Sculpture of Vasile Licaciu

The Statue of Vasile Lucaciu is a sculpture dedicated to the orator, activist and Greek Catholic priest Vasile Lucaciu (1852–1922). The work of Cornel Medrea, it is situated in Satu Mare's Liberty Square, and was unveiled in 1936.

The idea of setting up a monument to Lucaciu in Satu Mare appeared soon after his death, with the first concrete steps taken in 1927, when a planning committee was created. Funds were collected from private and government sources, and a design by local artist Aurel Popp was approved. However, the project had to be shelved due to a bank crisis. It was revived in 1935, when seven designs were submitted. Cornel Medrea’s was selected, prompting an angry response from Popp.

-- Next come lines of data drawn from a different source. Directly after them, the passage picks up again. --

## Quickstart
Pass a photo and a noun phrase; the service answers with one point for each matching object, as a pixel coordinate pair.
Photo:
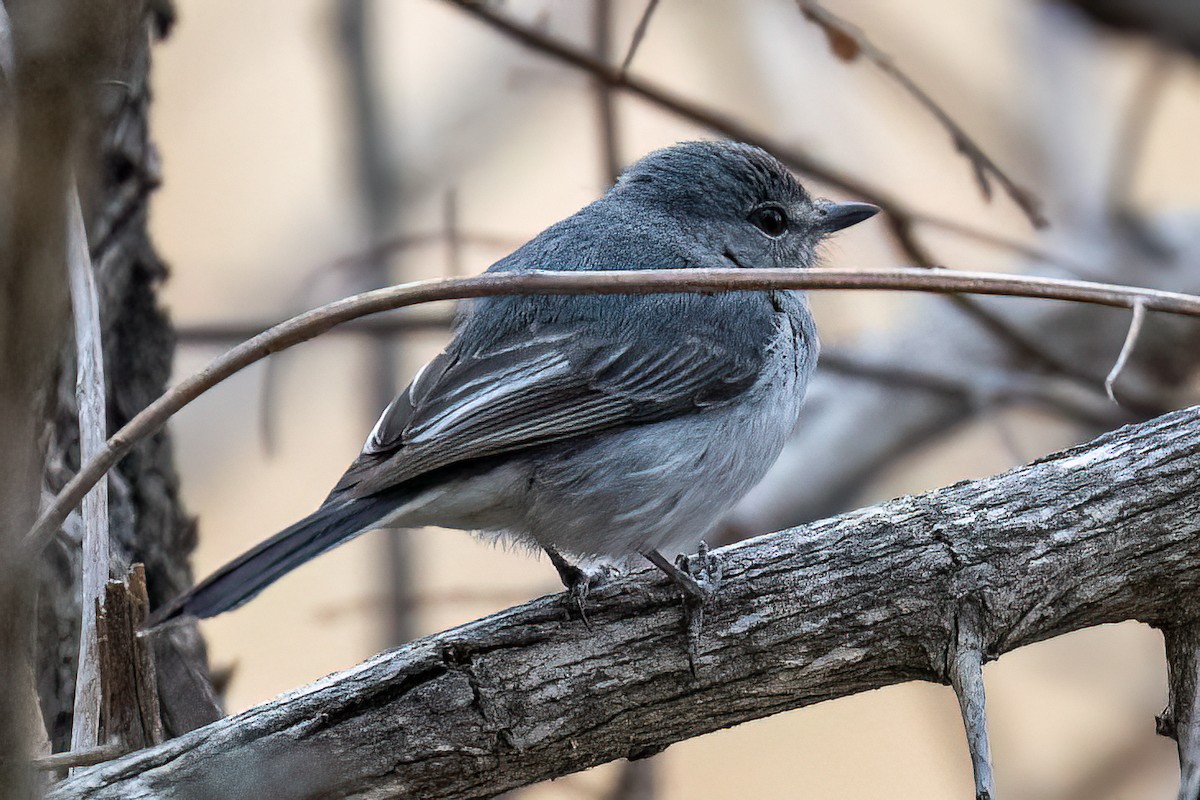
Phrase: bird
(598, 428)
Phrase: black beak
(835, 216)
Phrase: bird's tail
(257, 569)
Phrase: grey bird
(594, 427)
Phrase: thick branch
(1097, 534)
(535, 282)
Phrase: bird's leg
(579, 581)
(697, 577)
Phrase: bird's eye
(771, 220)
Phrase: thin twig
(709, 118)
(1139, 317)
(849, 42)
(313, 323)
(1000, 241)
(606, 106)
(900, 218)
(1061, 397)
(93, 429)
(639, 35)
(226, 334)
(965, 671)
(377, 188)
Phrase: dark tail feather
(259, 567)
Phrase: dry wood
(131, 699)
(93, 431)
(1097, 534)
(313, 323)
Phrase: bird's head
(737, 200)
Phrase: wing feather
(463, 407)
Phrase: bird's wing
(547, 388)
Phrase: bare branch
(1181, 720)
(965, 668)
(849, 42)
(606, 104)
(643, 24)
(313, 323)
(1108, 530)
(71, 758)
(1139, 317)
(90, 390)
(900, 218)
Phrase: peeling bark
(1097, 534)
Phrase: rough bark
(1097, 534)
(148, 522)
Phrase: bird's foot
(697, 577)
(580, 581)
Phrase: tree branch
(847, 42)
(313, 323)
(1097, 534)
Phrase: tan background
(251, 118)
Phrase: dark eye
(771, 220)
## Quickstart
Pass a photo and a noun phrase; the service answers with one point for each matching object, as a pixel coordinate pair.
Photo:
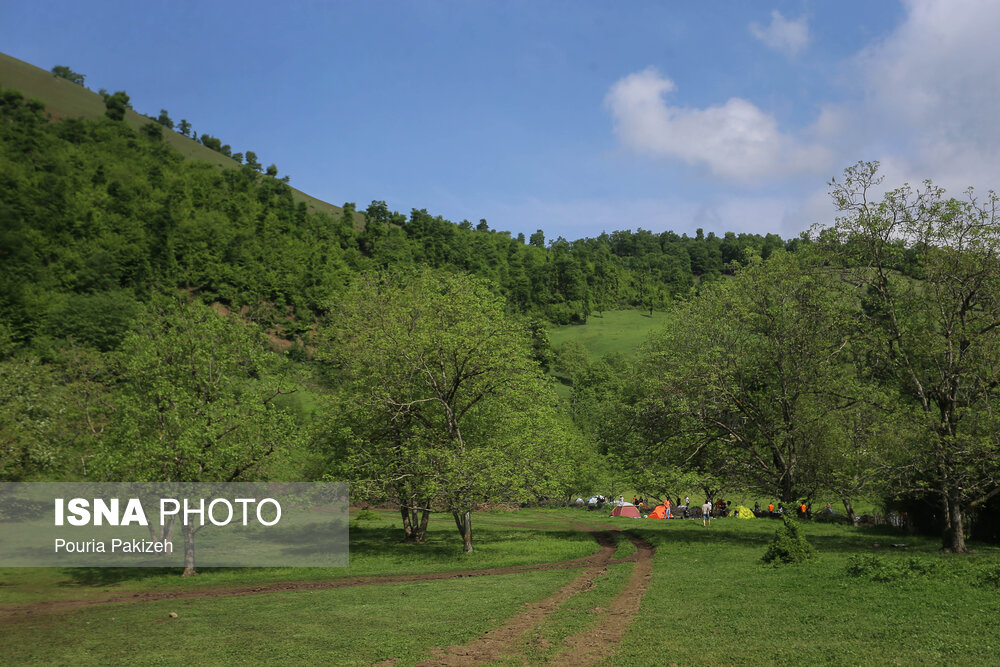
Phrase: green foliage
(164, 120)
(116, 105)
(66, 73)
(196, 401)
(788, 546)
(445, 407)
(933, 334)
(989, 576)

The bronze sculpture stands 4.5 meters tall, and depicts Lucaciu leading his people. The sculptor had seen the subject addressing crowds, and also interviewed those who knew him. The work was designed at his studio in Bucharest and cast at Nicolae Malaxa’s factory in the same city. Briefly displayed in front of the Romanian Athenaeum, it was then transported to Satu Mare, where a foundation had been dug in Liberty Square, and unveiled in December 1936.

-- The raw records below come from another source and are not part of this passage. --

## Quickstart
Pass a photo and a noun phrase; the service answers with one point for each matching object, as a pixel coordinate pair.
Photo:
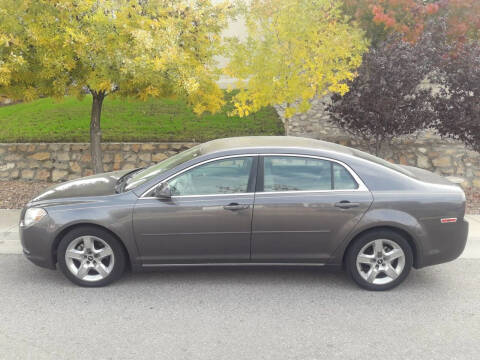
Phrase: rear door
(304, 207)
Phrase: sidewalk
(10, 240)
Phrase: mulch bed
(15, 194)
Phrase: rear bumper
(37, 245)
(445, 244)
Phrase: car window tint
(342, 179)
(227, 176)
(288, 173)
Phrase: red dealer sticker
(447, 220)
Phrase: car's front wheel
(379, 260)
(89, 256)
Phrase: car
(256, 201)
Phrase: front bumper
(37, 243)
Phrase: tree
(457, 103)
(135, 48)
(409, 18)
(296, 50)
(387, 98)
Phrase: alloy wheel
(380, 261)
(89, 258)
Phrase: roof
(248, 142)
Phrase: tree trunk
(95, 132)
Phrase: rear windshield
(379, 161)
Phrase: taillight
(447, 220)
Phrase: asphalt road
(239, 313)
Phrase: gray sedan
(250, 201)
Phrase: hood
(95, 185)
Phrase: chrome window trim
(361, 185)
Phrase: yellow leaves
(296, 50)
(149, 91)
(30, 94)
(137, 48)
(340, 88)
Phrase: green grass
(46, 120)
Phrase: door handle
(236, 206)
(345, 204)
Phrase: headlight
(33, 215)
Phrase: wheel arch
(405, 234)
(71, 227)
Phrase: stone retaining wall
(59, 162)
(425, 150)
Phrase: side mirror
(163, 191)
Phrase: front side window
(290, 173)
(226, 176)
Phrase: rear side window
(290, 173)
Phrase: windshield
(167, 164)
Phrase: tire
(95, 257)
(379, 260)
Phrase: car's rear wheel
(379, 260)
(91, 257)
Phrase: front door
(208, 218)
(304, 208)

In early September 1940, when the city, together with Northern Transylvania, was about to be occupied by Regency Hungary following the Second Vienna Award, the statue was taken down by the departing Romanian administration. On the afternoon of September 4, hours before the evacuation order went into effect, it was placed on the last train out of Satu Mare, arriving in Lugoj after a week. Two years later, it was taken to Alba Iulia, placed on the banks of the ditch in the Alba Carolina Citadel. In 1948, the new communist regime dumped the statue in a factory yard, then placed it in the Union Museum. In 1958, it was taken to the new Medrea Museum in Bucharest, where it lay on the ground. In 1968, it was returned to Satu Mare, although in a different place, as its initial site was now occupied by a monument to the Red Army. The statue was restored to its original location in 1992, after the Romanian Revolution.

The statue is listed as a historic monument by Romania's Ministry of Culture and Religious Affairs. In 2015, the statue was rehabilitated with local funds; damaged marble slabs from the pedestal were replaced with travertine slabs, a more weather-resistant material.